I've started CBT and finished it, started a gym membership and finished it, been depressed and been happy, but mostly, been improving. I reignited my Craft passion and practice, got my lip and labia pierced, got a tattoo, expanded my corset collection and managed to get my first female into bed since I was 15. Unfortunately we were interrupted before things could get really interesting, but that can be rectified in the next year. I also managed to get the odd bloke in there too. I've listened to and loved lots of music, read books, seen films and hugged countless people.
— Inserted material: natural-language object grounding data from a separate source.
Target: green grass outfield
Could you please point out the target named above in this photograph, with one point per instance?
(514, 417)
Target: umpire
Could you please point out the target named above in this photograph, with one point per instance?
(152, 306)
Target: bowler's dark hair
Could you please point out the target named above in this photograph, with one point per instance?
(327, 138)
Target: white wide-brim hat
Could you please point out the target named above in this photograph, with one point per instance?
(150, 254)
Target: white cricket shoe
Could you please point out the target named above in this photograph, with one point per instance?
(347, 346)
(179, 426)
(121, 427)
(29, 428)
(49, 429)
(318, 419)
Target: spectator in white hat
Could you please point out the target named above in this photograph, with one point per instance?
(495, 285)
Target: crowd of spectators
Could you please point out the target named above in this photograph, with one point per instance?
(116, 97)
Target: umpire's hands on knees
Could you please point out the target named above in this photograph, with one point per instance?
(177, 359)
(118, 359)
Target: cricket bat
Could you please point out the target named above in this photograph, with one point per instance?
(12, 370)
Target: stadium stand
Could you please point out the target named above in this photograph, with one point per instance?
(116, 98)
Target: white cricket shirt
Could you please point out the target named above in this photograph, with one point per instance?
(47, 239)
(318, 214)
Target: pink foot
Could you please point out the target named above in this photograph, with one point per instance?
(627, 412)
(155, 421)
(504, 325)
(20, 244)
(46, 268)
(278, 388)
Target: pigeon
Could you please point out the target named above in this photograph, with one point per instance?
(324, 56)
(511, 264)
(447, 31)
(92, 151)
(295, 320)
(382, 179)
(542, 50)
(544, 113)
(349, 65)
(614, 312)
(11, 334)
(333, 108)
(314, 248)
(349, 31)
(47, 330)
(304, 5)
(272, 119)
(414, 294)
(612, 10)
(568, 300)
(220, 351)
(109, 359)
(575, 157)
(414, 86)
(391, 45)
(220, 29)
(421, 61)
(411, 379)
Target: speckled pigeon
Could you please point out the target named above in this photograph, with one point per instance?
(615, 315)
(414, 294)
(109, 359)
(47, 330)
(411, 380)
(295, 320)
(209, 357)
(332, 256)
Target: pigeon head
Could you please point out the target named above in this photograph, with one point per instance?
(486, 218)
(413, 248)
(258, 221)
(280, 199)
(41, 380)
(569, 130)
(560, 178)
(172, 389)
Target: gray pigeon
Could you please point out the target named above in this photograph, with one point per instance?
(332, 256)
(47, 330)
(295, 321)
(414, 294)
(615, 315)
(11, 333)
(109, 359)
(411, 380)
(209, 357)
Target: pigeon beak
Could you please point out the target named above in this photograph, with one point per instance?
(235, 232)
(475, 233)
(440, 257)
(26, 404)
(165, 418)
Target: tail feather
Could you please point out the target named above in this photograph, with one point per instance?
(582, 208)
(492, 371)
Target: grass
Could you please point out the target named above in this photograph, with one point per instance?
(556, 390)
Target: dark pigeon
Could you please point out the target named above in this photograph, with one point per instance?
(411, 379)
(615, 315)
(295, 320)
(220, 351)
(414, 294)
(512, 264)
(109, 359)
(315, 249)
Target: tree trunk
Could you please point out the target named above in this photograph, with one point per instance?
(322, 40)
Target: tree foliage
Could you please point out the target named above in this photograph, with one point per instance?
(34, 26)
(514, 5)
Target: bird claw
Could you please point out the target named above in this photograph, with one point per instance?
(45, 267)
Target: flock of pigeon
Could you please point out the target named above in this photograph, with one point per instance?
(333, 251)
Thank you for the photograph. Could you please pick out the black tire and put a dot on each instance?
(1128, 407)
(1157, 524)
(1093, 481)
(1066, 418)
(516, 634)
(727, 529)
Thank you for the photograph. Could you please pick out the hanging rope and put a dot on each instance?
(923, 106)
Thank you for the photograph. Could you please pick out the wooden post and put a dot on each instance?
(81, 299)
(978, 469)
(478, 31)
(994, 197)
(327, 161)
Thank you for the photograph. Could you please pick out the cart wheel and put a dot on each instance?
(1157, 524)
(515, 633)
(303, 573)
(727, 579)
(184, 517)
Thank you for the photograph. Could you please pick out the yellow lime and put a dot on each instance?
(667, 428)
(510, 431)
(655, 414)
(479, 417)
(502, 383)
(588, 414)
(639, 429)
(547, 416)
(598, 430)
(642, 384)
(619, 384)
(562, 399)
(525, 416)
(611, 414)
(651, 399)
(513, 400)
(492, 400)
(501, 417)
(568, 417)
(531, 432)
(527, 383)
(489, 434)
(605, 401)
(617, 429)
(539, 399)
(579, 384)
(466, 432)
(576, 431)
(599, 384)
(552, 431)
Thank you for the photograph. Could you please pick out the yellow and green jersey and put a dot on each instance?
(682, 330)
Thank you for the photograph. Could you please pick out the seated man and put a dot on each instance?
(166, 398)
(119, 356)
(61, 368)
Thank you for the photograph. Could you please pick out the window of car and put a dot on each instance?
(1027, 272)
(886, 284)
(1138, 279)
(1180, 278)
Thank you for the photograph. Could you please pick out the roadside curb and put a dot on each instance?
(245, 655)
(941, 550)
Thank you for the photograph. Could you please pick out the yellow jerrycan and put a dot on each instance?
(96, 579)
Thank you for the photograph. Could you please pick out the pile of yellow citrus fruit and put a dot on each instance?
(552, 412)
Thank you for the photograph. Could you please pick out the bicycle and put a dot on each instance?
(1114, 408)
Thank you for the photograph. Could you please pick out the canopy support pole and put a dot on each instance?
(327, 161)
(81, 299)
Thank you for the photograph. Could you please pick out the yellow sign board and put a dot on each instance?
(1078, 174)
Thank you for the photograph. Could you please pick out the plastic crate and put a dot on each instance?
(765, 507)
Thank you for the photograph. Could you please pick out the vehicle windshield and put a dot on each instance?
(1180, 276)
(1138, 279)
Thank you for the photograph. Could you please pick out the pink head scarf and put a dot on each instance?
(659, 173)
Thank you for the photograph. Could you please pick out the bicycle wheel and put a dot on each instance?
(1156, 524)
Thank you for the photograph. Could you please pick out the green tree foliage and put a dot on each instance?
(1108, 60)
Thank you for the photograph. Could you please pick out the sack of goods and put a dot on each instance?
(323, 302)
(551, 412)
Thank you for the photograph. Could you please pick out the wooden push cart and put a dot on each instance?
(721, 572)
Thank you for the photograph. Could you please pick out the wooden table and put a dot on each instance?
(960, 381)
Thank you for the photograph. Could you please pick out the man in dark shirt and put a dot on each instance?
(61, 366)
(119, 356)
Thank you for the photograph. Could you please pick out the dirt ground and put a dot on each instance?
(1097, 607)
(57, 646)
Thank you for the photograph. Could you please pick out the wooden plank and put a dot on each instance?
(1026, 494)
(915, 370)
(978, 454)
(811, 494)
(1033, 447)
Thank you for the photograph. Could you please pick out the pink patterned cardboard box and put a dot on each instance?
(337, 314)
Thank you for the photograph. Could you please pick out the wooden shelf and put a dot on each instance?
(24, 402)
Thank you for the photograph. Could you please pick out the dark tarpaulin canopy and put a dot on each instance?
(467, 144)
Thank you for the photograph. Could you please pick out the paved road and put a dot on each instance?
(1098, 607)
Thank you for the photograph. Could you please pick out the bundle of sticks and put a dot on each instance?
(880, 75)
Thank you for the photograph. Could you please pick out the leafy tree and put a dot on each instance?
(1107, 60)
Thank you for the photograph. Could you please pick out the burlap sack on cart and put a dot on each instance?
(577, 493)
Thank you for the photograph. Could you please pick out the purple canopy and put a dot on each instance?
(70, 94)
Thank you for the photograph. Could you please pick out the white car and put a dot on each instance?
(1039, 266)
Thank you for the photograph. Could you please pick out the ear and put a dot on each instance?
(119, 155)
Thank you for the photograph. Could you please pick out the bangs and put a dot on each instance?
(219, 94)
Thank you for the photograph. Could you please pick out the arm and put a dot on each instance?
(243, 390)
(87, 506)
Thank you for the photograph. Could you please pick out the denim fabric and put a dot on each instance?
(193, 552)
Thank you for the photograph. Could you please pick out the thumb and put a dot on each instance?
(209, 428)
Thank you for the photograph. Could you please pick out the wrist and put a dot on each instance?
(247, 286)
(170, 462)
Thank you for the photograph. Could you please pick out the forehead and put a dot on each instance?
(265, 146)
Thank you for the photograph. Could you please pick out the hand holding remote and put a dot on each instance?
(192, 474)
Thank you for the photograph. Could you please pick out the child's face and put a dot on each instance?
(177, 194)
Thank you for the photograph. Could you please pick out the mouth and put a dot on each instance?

And for the next year? Pass the college year so I can continue to the second year in September. That means I have to pass Critical Studies, which I'm not so convinced in my ability to achieve, but we'll see. I want to continue learning, reading, listening to music, going to exhibitions and the cinema, and hopefully some gigs too. I want to get another tattoo, and Rory & I have been discussing the possibility of getting more piercings in my labia. I want to cook more, eat less processed food, be healthier, be fit, lose weight, become slim, get over the problems I have with sex, get a girlie, continue with my Craft work, learn to meditate, and just be all-round ace. Is that too much to ask for?